In [None]:
import time
import re
from selenium import webdriver
from selenium.webdriver.common.keys import Keys
from bs4 import BeautifulSoup
import pandas as pd

def extract_vehicle_data(start = 1, end = 50, base_url = 'https://www.milanuncios.com/coches-de-segunda-mano/?pagina='):
    '''
    Connects to Milanuncios and extracts a list of predefined features from each vehicle listed.

    Parameters:
        start (int):The first page over which we want to start scrapping.
        end (int):The last page on which we want to stop scrapping.
        base_url (str):The base URL to which we want to connect.

    Returns:
        vehicle_list(list):List of dictionaries containing information about all the vehicles listed within the execution.
    '''
    try:
        assert isinstance(start, int), 'The "start" parameter is not an integer.'
        assert isinstance(end, int), 'The "end" parameter is not an integer.'
        assert isinstance(base_url, str), 'The "base_url" parameter is not a string.'
        assert start > 0, 'The "start" parameter has to be greater than 0.'
        assert start < end, 'The "end" parameter has to be greater than the "start" parameter.'
        assert re.match('https://www\.milanuncios\.com/.+pagina=$', base_url), 'The "base_url" parameter does not match the expected regex.'
    except AssertionError as ae:
        print(ae)
        
    # Create an instance of the Chrome web driver
    browser = webdriver.Chrome()

    vehicle_list = []
    # Iterate over each page until specified in the range function
    for page in range(start, end + 1):
        # Form the real URL appending the string value of the current page over which we're iterating
        browser.get(base_url + str(page))
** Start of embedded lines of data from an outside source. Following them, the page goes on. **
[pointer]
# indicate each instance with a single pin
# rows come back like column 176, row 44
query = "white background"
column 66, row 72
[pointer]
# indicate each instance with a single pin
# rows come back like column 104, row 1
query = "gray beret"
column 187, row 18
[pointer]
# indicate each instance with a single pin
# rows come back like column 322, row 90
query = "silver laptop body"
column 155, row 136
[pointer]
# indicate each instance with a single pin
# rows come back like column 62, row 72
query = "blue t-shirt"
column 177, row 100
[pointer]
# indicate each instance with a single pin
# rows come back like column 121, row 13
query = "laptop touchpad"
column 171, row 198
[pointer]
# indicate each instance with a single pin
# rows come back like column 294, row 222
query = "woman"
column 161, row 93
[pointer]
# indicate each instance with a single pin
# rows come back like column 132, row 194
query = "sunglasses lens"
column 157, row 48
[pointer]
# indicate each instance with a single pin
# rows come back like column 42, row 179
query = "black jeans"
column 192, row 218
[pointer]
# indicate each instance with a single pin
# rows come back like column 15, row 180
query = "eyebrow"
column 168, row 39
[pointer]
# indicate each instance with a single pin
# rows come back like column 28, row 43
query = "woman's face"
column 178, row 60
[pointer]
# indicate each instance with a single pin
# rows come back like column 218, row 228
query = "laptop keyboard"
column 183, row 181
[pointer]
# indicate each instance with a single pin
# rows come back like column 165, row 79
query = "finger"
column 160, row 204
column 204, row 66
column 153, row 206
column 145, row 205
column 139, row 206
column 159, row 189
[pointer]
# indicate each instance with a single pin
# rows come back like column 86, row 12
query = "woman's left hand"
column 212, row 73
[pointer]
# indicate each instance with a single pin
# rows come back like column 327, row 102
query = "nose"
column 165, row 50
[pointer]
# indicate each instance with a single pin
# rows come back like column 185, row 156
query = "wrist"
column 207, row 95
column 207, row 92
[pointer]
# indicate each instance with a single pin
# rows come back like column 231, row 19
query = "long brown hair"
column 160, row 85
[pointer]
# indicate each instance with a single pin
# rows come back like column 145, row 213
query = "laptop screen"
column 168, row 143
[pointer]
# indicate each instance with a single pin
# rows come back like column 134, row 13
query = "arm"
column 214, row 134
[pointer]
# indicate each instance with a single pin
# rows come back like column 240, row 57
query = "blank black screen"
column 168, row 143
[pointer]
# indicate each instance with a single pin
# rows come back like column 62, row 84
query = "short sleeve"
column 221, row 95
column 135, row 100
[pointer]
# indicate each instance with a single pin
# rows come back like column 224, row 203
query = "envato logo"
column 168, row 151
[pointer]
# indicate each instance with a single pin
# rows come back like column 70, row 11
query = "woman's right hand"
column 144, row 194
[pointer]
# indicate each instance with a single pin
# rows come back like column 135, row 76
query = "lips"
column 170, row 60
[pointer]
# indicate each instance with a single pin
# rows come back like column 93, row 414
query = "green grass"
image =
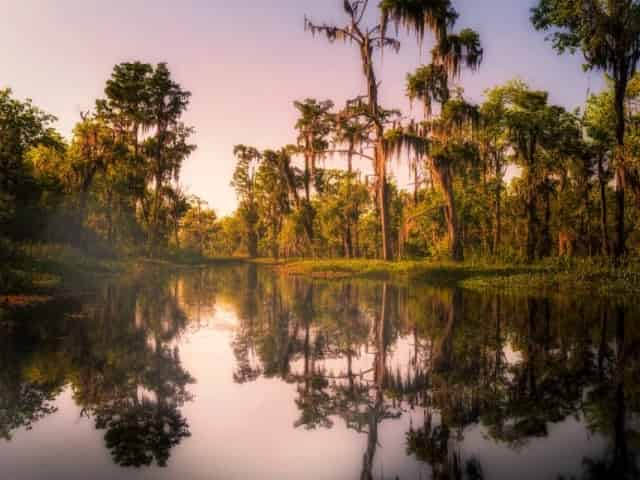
column 46, row 269
column 588, row 275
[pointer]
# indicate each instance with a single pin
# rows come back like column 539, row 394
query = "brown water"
column 237, row 373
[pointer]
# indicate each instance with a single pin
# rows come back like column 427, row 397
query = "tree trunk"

        # Wait a little for the website to load
        time.sleep(1)

        # If we're on the first page, dismiss the cookies pop-up
        if page == start:
            browser.find_element_by_css_selector('button.sui-AtomButton.sui-AtomButton--primary.sui-AtomButton--solid.sui-AtomButton--center').click()

        # Calculate the height of the website
        total_height = int(browser.execute_script("return document.body.scrollHeight"))
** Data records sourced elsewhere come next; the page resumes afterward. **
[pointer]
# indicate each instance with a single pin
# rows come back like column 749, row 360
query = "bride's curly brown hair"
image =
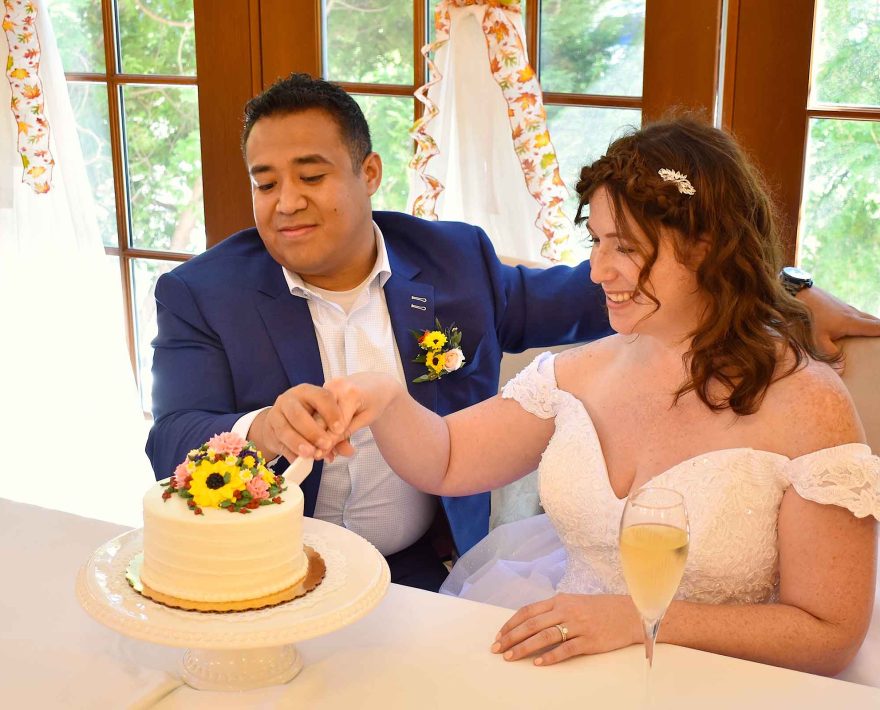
column 727, row 232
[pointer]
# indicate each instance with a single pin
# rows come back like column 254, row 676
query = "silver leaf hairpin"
column 681, row 181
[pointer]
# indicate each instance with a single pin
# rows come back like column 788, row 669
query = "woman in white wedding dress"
column 711, row 387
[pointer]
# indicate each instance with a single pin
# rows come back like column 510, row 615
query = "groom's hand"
column 833, row 319
column 304, row 421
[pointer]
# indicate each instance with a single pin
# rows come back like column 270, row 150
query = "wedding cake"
column 223, row 528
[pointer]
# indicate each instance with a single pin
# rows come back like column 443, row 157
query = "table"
column 415, row 650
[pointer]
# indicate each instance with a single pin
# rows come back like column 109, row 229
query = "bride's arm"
column 476, row 449
column 827, row 567
column 827, row 561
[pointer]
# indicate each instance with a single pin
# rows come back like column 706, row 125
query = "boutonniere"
column 440, row 351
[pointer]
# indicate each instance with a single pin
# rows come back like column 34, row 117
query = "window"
column 131, row 72
column 840, row 210
column 813, row 126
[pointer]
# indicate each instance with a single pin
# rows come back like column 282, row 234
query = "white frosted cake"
column 223, row 528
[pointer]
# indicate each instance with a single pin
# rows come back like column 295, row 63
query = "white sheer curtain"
column 72, row 429
column 484, row 154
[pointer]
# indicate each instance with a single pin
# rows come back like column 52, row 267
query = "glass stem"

        # Slowly scroll down until you reach the bottom
        for i in range(1, total_height, 50):
            browser.execute_script("window.scrollTo(0, {});".format(i))
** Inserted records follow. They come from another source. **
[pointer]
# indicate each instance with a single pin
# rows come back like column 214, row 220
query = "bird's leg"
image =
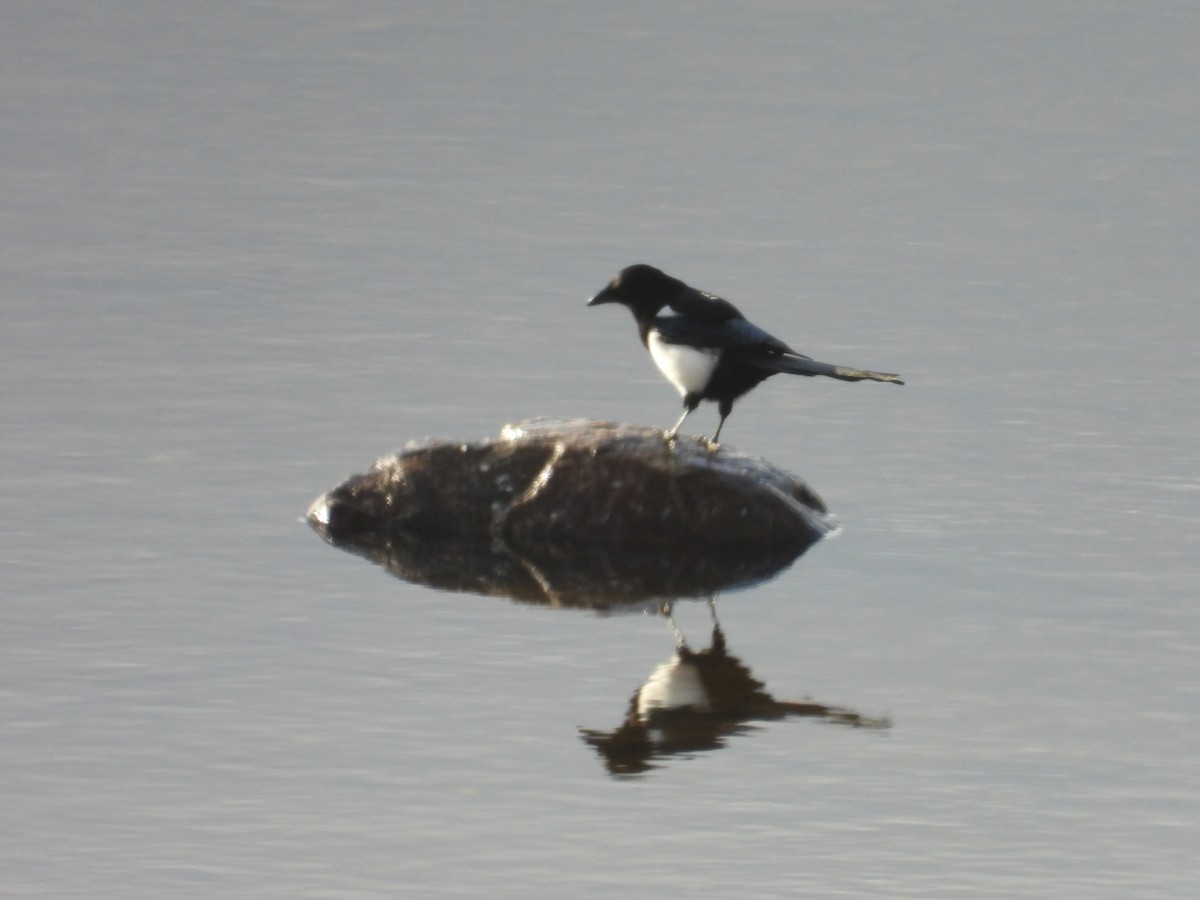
column 688, row 407
column 724, row 407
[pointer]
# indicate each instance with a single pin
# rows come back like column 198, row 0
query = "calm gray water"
column 249, row 247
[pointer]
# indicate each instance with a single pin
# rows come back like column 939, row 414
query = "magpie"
column 705, row 347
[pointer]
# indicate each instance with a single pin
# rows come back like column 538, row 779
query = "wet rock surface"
column 577, row 514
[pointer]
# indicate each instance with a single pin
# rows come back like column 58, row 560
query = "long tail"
column 796, row 364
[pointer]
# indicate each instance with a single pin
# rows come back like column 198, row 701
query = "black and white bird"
column 705, row 347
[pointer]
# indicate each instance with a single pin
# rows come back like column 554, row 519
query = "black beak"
column 605, row 297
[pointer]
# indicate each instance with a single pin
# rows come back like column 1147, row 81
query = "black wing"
column 723, row 335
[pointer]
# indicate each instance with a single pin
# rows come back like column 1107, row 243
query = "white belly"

        # Capture the DOM elements of our interest
        post_elems = browser.find_elements_by_class_name("ma-AdCard-body")

        # Iterate over each of the elements that we're capturing
        for post in post_elems:

            # Sometimes you'll also capture ads. Skip them.
            if 'OFERTA PATROCINADA' in post.find_element_by_xpath('..').text:
                print('Skipping ad...')
                continue

            # Convert the captured data into BS4 format for simplified extractions
            html = post.get_attribute('innerHTML')
            soup = BeautifulSoup(html)

            # Certain features are not listed in an structured format and we cannot access them directly
            tags = [x.text for x in soup.find_all('span', {'class': 'ma-AdTag-label'})]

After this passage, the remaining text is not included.